It’s much easier for a small bank to say that it’s the friendly place to do business than it is to actually accomplish that.
Just ask David Johnson III, chief operating officer of $2.5 billion (in assets) Corus Bank N.A., with $2.5 billion in assets and headquarters on North Lincoln Avenue. Though retail and commercial customers may expect much more personalized service from Corus than they might from a huge international bank, it’s still a tall order to expect all tellers and bank officers to instantly recall the name and preferences of each of its 100,000 customers.
Furthermore, the process of sifting through data to figure out which customers are most profitable, who would most welcome certain types of marketing material and even who should occasionally receive preferential treatment is a information technology project too big for bank Corus’ size. “Organizing data by customer and by organization units–nice idea, but it’s hard to do,” Johnson said.
“We like to have a program where a branch manager calls customers monthly. It used to be somewhat random, and now it’s balance-based, but we’d like it to be profitability-based,” he said. “Without a system to assess which customers are most profitable, it’s hard to make those calls. Profitability isn’t necessarily tied to the size of the account, so it’s incumbent on us to have some way to identify those customers and solve their needs.”
Enter M&I Data Service Corp., a Milwaukee-based firm that takes on complicated customer relationship management tasks for small and medium-size banks. By outsourcing their CRM, banks can order up just the bits of information they want for a particular marketing campaign, without investing heavily in computers and staffers. That gives smaller banks the same critical information as their huge competitors.
CRM experts say that outsourcers like M&I are likely to grow dramatically, equipping medium-size and smaller companies with the latest CRM tools. By serving numerous companies in the same industry, outsourcers can afford more sophisticated, technology than any individual client.

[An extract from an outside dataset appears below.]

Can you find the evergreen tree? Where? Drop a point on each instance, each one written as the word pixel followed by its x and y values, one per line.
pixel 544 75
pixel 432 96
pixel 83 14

“Customers are getting into a more laser-guided approach,” says Rick Roy, an M&I executive. “Instead of sending a mailing to all their customers, they’ll target a particular product or service–for instance, people who’ve just gotten their first mortgages are 10 times more likely than the average person to buy furniture and appliances, and to get a consumer loan to do that.”
That quickly translates to the ultimate question that all businesses want to know about their marketing efforts, Johnson said: “All we want to find out was, was this a good effort for us or not?”